Instead of a separate measure involving only the payroll tax cut extension, the tentative agreement Tuesday was a more comprehensive package worked out by the conference committee negotiators
It remains unclear if the increasingly conservative House GOP caucus will be willing to go along with the tentative deal. House Republican freshmen, elected on a tidal wave of tea party support in 2010, have made deficit reduction their top priority and repeatedly insisted that any new initiatives be fully paid for.
Rep. Dennis Ross, R-Florida, said discussion Tuesday night in the House Republican caucus was “heated” over not paying for the payroll tax cut extension, which he called “bad policy,” while fellow Floridian Rep. Allen West, a tea party conservative, said “this doesn’t look like a good deal to me.”
Meanwhile, two New York Republicans, Reps. Tom Reed and Peter King, sounded more supportive, with King saying he expected the measure to pass.

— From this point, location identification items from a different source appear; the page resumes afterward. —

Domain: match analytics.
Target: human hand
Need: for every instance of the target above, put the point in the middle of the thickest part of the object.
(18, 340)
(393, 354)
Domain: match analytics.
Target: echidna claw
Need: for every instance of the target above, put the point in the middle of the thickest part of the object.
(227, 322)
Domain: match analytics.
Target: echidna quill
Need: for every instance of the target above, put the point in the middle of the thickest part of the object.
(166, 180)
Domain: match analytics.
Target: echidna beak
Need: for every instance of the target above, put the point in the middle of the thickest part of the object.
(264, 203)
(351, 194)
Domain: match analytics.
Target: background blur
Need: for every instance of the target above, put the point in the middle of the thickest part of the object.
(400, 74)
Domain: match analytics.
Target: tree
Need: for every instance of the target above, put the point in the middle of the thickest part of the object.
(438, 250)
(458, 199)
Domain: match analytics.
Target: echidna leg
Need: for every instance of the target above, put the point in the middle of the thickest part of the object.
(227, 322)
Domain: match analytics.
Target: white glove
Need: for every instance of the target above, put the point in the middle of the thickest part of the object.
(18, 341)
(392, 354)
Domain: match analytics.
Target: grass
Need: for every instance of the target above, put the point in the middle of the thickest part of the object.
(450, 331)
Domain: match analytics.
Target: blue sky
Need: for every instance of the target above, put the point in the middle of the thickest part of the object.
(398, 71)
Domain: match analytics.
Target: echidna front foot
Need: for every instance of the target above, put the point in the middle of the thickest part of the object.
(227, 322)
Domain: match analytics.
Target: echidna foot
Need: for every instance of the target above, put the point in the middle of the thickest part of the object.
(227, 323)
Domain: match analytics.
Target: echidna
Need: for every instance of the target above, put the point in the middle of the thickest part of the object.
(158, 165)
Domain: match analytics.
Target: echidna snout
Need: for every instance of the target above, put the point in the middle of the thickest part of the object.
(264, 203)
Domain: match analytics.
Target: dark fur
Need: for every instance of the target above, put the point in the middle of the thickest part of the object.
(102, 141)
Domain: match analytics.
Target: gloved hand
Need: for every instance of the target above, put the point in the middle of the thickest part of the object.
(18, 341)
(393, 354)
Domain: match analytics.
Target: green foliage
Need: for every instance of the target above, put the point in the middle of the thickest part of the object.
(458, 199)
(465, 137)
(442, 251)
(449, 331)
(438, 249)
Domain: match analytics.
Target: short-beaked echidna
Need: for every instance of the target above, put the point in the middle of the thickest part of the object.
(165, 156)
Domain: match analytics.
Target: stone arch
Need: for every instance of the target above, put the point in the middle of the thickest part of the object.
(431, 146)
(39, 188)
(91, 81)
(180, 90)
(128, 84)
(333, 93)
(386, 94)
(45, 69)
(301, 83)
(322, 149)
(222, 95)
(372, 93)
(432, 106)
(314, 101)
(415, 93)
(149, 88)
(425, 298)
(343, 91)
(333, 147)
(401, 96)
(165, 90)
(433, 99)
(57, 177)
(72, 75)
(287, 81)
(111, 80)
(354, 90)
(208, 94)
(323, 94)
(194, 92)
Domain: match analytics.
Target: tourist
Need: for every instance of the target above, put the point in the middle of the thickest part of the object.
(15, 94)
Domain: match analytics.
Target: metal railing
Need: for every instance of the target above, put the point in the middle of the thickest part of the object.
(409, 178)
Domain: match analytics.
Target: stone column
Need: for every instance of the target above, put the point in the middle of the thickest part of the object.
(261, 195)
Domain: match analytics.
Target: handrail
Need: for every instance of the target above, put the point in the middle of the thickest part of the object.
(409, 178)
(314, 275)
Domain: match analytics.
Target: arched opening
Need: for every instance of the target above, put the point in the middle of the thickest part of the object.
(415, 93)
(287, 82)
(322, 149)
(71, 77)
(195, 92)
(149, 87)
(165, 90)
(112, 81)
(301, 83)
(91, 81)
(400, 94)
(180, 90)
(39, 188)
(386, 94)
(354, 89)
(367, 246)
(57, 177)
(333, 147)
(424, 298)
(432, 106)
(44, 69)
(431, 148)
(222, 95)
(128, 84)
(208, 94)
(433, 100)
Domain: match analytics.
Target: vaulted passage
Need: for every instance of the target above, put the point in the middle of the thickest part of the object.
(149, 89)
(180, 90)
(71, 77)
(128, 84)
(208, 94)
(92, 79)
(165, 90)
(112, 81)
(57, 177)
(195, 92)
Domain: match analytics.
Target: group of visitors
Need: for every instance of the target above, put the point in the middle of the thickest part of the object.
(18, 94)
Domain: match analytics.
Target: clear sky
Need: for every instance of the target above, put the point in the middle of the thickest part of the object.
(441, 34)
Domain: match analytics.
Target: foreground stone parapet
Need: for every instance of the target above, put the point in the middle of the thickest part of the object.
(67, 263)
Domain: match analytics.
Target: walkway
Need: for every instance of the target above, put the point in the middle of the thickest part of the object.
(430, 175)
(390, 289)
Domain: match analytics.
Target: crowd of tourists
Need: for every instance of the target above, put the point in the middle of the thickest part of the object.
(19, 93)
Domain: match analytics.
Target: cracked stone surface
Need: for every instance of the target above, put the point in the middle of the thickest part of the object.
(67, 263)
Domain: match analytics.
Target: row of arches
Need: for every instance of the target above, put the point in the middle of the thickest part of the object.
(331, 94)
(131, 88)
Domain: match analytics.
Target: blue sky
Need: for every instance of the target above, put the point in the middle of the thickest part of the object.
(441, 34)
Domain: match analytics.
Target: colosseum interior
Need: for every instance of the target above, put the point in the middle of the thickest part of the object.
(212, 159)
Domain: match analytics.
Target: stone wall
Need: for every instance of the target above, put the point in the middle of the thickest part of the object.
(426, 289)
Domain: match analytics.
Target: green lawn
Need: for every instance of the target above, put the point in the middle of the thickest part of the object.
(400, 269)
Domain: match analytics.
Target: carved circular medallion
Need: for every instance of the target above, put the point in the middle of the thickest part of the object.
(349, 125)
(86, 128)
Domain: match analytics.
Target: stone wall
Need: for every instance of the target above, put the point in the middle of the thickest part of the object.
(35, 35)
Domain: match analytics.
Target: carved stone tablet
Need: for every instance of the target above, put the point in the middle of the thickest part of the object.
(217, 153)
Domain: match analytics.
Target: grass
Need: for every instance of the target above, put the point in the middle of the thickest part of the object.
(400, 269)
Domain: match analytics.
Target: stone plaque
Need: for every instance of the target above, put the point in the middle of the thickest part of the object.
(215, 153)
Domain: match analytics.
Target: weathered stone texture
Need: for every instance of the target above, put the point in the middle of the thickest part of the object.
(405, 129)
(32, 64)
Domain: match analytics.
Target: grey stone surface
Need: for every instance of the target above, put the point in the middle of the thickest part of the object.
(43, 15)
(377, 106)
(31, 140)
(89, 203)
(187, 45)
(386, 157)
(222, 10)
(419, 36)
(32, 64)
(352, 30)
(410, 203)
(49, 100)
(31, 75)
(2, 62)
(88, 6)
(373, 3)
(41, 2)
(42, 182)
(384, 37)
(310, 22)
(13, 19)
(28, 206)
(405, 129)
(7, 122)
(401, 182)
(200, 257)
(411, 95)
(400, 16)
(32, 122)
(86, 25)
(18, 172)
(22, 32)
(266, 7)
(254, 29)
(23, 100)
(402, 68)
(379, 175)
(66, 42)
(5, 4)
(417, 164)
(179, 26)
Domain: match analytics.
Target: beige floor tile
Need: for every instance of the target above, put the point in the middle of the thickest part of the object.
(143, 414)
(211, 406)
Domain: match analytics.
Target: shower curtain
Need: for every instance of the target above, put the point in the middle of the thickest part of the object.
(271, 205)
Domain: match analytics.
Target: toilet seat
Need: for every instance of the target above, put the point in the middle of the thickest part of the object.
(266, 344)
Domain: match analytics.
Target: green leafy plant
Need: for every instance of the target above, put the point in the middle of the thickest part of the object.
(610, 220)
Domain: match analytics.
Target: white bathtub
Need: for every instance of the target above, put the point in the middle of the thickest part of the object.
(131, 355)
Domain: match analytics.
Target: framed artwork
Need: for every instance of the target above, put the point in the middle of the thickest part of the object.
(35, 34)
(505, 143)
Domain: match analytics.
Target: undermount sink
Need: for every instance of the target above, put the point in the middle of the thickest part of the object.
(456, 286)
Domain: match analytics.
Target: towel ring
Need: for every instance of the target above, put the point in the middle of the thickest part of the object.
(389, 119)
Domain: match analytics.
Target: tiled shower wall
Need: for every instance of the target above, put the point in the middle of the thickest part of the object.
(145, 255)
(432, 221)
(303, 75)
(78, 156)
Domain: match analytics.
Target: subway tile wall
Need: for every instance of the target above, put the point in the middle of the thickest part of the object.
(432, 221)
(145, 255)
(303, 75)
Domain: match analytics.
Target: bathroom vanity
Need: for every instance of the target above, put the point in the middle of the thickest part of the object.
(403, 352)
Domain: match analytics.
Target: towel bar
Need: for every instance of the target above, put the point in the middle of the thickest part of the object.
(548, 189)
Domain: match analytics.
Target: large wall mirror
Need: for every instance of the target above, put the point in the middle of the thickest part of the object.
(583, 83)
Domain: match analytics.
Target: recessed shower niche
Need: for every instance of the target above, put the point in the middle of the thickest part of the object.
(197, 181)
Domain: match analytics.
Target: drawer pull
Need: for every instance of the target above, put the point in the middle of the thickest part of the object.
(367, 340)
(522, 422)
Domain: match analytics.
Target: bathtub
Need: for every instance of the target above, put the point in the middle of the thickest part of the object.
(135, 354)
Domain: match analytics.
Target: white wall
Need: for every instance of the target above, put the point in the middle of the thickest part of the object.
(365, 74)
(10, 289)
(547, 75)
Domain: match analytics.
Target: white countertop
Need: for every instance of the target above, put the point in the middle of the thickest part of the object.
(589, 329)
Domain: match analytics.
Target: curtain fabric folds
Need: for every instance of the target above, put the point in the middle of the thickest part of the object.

One key conservative, Rep. Jim Jordan of Ohio, indicated Tuesday he’s prepared to back Boehner and the other House GOP leaders.
Jordan’s “view is anytime we’re letting people keep more of their money, that’s a good thing,” said Brian Straessle, a spokesman for the Republican congressman.
Veteran political analyst Norm Ornstein warned that the GOP leadership’s repeated maneuvering on the issue could end up backfiring.
House Republican leaders have been “trying to make the best of crummy situation,” Ornstein told CNN. But tea party Republicans “don’t care” if fighting the tax cut extension is “a political loser. They don’t like the payroll tax cut and now the (leadership’s) sin is being compounded by saying they won’t pay for it.”
This “could play out in ways that make the life of Boehner (and other Republican leaders) a little less comfortable,” he predicted.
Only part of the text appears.